My guess is the airlines are funding most of it because they're using most of it.
Not much need for triple parallel PRM approaches (and the requisite runways, facilities, radar, controllers, etc, etc) in East Ruralsburg, Wisconsin.
"Buh, buh, buh, the corporate guys use some...."
Yup, they do. I don't see many phalanxes of Learjets descending on any one destination at one time, requiring tens of square miles of ramp space, either.
Aviation is a game of exponentials. If you want to squeeze a LOT of airplanes into ONE spot of concrete in a very SHORT amount of time, it's going to cost WAY more than the multiple of flagging down 5 Challengers an hour.

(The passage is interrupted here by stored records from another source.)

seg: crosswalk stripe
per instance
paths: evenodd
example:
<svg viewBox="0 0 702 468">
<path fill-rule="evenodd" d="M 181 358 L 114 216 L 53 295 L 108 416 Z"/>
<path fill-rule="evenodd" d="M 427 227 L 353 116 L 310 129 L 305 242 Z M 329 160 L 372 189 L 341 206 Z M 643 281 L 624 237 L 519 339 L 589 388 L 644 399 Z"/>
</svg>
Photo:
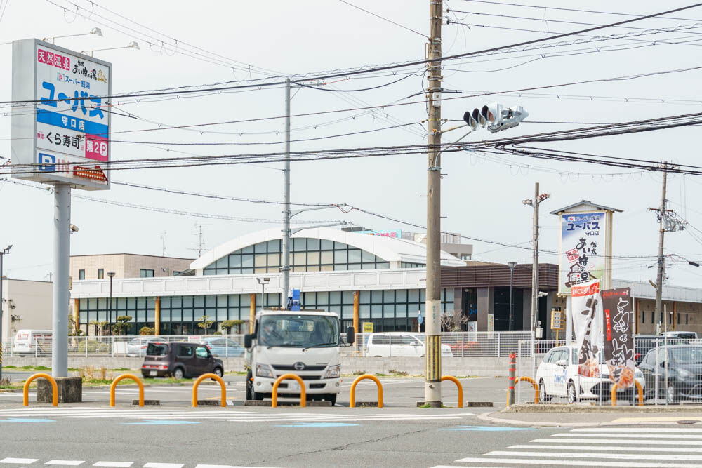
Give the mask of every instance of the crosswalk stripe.
<svg viewBox="0 0 702 468">
<path fill-rule="evenodd" d="M 533 458 L 483 458 L 471 457 L 456 460 L 463 463 L 501 463 L 503 464 L 537 464 L 576 467 L 637 467 L 638 468 L 690 468 L 689 463 L 651 463 L 639 462 L 606 462 L 579 460 L 536 460 Z M 433 468 L 449 468 L 434 467 Z"/>
<path fill-rule="evenodd" d="M 555 434 L 555 437 L 635 437 L 636 439 L 702 439 L 702 434 L 696 435 L 691 434 L 628 434 L 623 433 L 607 433 L 600 432 L 578 432 L 571 434 L 564 432 L 562 434 Z"/>
<path fill-rule="evenodd" d="M 611 453 L 573 453 L 571 452 L 520 452 L 516 450 L 493 450 L 485 455 L 498 455 L 501 457 L 522 456 L 522 457 L 550 457 L 564 458 L 611 458 Z M 697 462 L 702 460 L 702 455 L 670 455 L 668 453 L 617 453 L 616 457 L 620 460 L 656 460 L 665 458 L 687 462 Z"/>
<path fill-rule="evenodd" d="M 682 444 L 681 444 L 682 445 Z M 621 452 L 673 452 L 679 453 L 681 450 L 695 453 L 702 453 L 702 448 L 691 448 L 685 447 L 624 447 L 621 446 L 583 446 L 580 443 L 572 446 L 564 444 L 548 446 L 541 444 L 518 444 L 510 446 L 508 448 L 531 448 L 535 450 L 618 450 Z"/>
<path fill-rule="evenodd" d="M 588 439 L 585 437 L 582 439 L 561 439 L 559 437 L 553 437 L 551 439 L 537 439 L 531 441 L 545 442 L 547 443 L 551 442 L 563 442 L 564 443 L 621 443 L 624 445 L 628 444 L 637 446 L 702 446 L 702 441 L 640 441 L 635 439 L 610 439 L 607 440 L 602 440 L 600 439 Z"/>
<path fill-rule="evenodd" d="M 53 464 L 60 467 L 77 467 L 84 463 L 85 463 L 85 461 L 81 460 L 50 460 L 44 463 L 44 464 Z"/>
</svg>

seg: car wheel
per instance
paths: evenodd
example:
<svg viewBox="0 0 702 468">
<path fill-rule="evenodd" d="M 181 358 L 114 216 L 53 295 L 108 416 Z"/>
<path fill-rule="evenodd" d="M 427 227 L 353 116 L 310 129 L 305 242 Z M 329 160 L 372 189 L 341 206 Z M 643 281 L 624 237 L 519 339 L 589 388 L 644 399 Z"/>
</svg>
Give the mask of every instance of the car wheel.
<svg viewBox="0 0 702 468">
<path fill-rule="evenodd" d="M 538 381 L 538 401 L 543 403 L 551 401 L 551 396 L 546 393 L 546 386 L 543 385 L 543 379 Z"/>
<path fill-rule="evenodd" d="M 672 383 L 668 385 L 668 389 L 665 390 L 665 402 L 668 404 L 677 402 L 677 392 Z"/>
<path fill-rule="evenodd" d="M 173 369 L 173 378 L 180 380 L 185 376 L 182 367 L 176 367 Z"/>
<path fill-rule="evenodd" d="M 251 371 L 246 373 L 246 399 L 253 399 L 253 382 L 251 382 Z"/>
</svg>

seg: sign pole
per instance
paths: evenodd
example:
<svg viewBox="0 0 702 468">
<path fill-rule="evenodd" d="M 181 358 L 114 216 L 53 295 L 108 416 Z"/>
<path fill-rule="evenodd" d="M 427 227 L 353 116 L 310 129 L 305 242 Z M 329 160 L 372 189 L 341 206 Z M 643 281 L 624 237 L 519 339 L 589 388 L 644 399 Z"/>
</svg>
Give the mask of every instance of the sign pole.
<svg viewBox="0 0 702 468">
<path fill-rule="evenodd" d="M 68 377 L 68 274 L 71 255 L 71 186 L 54 187 L 53 209 L 53 335 L 51 375 Z"/>
</svg>

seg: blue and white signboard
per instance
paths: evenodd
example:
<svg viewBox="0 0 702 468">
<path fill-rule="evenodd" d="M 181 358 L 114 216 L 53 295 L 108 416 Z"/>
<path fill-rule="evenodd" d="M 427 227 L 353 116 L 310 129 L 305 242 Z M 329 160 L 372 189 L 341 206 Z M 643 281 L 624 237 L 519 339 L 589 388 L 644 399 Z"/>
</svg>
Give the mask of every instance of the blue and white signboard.
<svg viewBox="0 0 702 468">
<path fill-rule="evenodd" d="M 13 177 L 109 189 L 112 65 L 38 39 L 12 47 Z"/>
</svg>

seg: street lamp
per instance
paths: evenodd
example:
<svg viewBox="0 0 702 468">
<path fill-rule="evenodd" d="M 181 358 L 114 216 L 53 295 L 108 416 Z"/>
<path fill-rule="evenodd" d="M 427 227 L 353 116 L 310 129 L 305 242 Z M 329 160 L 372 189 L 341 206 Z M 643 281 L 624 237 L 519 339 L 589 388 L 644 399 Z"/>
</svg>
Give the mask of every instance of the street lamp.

In the end, the game is about concrete. If you have enough runway per delta T, you don't need NexGen, fancy PRM approaches, RNAV arrivals or hordes of controllers. It's when you don't that it gets insanely complicated and wickedly expensive because you can only have one airplane occupy the strip at one time, and the amount of time has a minimum floor to it. You need to extract every trick in the book and then some to ensure that you can pile enough airplanes into the sky stacked and ready to utilize that finite time.
Outside the heavy usage periods, most of that fancy tech and spare concrete goes to waste.
So sure, some people get to use the fancy tech that someone else probably paid for, but it's irrelevant because they don't need it, and could get along fine without it.
I love the GPS in my airplane. Use it every trip. Glad the military picked up the nickel on that one. But I got along fine with the VOR, and could still make 100% without GPS. And a VHF shack in someone's field is still WAY less expensive than blasting a nuclear clock into orbit on a tube full of explosive juice.